DSE Spark: Setting SPARK_LOCAL_IP may fix something annoying by breaking something necessary

Ryan Svihla
1 min readMay 8, 2016

--

There is a bug in the Spark project SPARK–12963 I hit on a couple of trouble tickets where the SPARK_LOCAL_IP set in the spark-env.sh resulted in messages in the executor log when using –deploy-mode cluster

Exception in thread “main” java.net.BindException: Failed to bind to: /10.1.1.7:0 <http://10.1.1.7:0>: Service ‘Driver’ failed after 16 retries!

The workaround for this is to comment out any setting of SPARK_LOCAL_IP, but on clouds using public IPs when you try and use dse spark-shell or try and use client mode to submit your jobs you’ll get nice errors like this:

Exception in thread “main” java.net.BindException: Failed to bind to: /104.99.99.99:0 <http://104.99.99.99:0>: Service ‘sparkDriver’ failed after 16 retries!
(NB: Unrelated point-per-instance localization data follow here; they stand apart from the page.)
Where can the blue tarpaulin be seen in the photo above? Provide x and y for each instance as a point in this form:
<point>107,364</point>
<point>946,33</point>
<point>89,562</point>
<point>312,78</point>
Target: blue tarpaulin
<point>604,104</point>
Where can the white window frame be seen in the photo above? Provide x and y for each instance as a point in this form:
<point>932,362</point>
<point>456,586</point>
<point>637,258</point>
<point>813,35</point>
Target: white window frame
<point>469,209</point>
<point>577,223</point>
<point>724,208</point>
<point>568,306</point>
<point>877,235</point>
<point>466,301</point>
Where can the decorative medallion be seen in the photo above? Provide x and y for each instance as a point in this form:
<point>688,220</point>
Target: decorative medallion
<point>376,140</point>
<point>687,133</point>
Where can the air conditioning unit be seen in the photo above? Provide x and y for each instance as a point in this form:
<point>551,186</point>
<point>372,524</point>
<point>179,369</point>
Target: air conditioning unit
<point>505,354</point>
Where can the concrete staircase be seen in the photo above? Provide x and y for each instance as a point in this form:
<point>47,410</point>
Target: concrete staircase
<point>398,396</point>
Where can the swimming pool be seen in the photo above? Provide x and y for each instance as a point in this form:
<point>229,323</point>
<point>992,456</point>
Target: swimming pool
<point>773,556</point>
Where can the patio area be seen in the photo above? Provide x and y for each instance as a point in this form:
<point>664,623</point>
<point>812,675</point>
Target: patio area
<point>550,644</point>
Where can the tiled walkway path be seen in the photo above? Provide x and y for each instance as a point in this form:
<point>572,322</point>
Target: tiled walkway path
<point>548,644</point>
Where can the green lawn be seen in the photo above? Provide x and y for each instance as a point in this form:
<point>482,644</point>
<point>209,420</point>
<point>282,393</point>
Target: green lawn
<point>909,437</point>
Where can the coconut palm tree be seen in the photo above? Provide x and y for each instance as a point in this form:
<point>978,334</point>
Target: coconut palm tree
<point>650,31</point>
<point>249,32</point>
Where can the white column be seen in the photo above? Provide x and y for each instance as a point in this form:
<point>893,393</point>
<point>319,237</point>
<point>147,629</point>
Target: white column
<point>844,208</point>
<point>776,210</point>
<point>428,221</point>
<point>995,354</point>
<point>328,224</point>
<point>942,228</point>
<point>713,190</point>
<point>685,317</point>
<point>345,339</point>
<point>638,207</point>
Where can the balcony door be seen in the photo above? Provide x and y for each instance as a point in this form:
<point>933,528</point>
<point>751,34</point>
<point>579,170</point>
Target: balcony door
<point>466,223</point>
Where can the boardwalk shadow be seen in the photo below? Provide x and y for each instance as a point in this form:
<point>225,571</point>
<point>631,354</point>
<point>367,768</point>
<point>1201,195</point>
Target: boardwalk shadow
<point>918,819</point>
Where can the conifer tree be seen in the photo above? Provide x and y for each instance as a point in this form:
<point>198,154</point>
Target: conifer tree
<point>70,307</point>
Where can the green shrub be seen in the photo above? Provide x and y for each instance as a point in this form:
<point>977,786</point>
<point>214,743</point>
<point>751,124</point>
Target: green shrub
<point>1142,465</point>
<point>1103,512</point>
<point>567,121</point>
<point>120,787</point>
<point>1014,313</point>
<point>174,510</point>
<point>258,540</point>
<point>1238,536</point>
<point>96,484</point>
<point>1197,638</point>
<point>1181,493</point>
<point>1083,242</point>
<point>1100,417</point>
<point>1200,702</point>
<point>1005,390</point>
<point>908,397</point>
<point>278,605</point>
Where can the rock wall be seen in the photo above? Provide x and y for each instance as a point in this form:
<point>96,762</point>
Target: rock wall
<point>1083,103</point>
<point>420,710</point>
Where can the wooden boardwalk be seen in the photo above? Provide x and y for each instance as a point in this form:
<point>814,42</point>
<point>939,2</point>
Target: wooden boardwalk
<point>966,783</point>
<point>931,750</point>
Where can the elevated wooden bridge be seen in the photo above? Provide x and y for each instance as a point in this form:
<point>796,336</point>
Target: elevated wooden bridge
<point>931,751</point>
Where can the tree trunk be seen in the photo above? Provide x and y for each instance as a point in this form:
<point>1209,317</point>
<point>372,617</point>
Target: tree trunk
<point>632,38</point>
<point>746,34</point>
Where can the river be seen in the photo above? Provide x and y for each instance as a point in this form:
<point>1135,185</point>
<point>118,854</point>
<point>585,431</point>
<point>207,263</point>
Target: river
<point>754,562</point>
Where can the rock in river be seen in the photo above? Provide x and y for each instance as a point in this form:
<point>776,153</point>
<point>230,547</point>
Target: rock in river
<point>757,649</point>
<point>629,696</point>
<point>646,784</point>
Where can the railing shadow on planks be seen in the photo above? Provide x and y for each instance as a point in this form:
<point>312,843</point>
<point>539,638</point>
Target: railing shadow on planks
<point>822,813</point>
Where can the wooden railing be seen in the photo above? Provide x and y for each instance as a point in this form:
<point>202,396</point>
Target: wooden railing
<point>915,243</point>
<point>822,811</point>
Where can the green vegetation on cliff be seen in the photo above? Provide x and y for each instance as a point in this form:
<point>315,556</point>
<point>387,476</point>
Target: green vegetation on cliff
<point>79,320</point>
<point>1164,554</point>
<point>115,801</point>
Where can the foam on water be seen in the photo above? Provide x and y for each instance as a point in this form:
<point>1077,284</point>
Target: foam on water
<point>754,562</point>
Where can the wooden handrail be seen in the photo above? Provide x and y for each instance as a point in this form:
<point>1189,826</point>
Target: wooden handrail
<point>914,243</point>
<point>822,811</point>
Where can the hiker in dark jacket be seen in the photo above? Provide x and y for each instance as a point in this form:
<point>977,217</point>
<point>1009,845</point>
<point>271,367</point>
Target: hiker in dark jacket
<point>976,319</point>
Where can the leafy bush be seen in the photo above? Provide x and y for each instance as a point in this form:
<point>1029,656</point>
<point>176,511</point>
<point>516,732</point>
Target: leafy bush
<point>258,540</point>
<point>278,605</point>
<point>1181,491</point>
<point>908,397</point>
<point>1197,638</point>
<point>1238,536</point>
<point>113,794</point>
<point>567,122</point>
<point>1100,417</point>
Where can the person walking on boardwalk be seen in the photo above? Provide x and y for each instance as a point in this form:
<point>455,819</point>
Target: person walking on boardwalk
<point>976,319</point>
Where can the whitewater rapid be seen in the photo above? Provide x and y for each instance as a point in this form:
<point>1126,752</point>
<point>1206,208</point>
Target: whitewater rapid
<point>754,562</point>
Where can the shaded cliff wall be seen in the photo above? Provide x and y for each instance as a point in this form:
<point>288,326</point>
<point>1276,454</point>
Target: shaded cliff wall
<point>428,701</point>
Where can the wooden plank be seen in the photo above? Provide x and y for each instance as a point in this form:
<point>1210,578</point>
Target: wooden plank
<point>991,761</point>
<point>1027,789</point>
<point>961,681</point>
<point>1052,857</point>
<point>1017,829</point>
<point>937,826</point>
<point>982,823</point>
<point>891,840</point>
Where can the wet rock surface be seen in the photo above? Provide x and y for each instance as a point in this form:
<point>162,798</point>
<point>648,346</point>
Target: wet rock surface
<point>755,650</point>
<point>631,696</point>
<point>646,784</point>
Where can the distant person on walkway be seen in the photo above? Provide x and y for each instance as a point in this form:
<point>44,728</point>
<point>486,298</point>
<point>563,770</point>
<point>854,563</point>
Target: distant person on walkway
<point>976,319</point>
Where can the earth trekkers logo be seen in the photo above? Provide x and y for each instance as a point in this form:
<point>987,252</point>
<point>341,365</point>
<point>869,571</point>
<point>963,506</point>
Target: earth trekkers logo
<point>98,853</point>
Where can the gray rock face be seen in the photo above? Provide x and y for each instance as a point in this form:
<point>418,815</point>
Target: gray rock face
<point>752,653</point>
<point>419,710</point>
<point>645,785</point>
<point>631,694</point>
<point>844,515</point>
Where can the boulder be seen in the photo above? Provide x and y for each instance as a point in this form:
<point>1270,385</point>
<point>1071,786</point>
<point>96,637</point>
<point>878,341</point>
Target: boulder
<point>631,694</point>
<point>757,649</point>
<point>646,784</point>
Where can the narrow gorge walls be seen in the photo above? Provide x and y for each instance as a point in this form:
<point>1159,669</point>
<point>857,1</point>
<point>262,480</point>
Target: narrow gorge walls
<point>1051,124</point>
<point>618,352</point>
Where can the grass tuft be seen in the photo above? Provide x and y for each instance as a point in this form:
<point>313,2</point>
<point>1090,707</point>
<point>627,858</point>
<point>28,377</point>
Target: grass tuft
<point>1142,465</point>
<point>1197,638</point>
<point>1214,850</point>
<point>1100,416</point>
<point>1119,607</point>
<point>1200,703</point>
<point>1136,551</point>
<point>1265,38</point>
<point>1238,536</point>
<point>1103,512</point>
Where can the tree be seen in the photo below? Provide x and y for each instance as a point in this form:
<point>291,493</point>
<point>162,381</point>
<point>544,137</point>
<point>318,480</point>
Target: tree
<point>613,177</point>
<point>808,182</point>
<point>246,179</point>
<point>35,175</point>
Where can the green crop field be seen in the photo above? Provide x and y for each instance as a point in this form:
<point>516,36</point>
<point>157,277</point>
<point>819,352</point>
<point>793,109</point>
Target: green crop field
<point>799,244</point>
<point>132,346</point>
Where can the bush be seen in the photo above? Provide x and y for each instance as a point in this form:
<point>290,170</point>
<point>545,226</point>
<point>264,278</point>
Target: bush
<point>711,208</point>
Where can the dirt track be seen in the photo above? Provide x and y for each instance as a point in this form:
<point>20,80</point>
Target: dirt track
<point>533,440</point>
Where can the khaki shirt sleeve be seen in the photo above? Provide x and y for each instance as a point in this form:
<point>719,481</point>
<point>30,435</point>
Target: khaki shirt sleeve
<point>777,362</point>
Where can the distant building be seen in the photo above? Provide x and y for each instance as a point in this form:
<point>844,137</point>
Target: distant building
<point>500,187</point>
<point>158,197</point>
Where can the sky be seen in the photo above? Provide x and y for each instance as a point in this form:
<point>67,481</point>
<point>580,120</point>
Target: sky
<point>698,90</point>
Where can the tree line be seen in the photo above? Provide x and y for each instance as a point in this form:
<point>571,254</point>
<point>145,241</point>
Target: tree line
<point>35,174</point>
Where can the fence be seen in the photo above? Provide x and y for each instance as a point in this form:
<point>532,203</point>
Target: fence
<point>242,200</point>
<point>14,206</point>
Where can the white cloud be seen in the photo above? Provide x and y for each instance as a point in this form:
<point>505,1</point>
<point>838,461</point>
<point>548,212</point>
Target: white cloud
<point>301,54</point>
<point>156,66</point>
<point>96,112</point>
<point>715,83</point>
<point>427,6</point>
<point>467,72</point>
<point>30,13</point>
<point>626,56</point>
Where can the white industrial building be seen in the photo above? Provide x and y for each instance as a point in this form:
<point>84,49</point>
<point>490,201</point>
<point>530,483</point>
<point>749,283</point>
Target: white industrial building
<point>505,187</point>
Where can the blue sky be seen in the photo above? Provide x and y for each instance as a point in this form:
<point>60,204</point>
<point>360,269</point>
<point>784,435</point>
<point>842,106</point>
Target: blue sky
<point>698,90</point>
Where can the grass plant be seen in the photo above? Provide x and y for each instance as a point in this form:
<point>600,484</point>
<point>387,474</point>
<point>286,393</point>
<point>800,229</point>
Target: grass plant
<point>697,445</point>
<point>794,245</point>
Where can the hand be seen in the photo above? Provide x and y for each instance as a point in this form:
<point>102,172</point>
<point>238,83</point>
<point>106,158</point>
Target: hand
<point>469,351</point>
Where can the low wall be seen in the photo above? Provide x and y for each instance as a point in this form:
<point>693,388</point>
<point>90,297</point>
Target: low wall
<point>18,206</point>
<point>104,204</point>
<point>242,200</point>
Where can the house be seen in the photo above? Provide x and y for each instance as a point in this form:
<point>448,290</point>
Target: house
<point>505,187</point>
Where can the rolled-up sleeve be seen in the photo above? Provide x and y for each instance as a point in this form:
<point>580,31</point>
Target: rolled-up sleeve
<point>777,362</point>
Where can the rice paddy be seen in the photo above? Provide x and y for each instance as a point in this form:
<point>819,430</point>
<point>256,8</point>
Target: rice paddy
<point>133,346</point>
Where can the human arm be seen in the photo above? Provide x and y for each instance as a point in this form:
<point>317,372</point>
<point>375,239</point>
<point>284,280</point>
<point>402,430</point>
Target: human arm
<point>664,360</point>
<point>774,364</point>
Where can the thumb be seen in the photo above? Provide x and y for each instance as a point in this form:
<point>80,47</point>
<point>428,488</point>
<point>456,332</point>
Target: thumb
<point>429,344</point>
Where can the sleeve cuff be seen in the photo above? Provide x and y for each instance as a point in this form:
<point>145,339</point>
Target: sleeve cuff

So the workaround to all this is pretty simple:

  1. Never ever set SPARK_LOCAL_IP until there is a fix for SPARK–12963
  2. For all other commands pass the appropriate IP address, this is more effort but it just works (Note I believe this applies to OSS spark as well just take the dse off):
  • dse spark-submit –deploy-mode client –conf spark.driver.host <routeable ip>
  • dse spark –master spark://<master ip you want>:7077
  • dse spark-sql –master spark://<master ip you want>:7077

--

--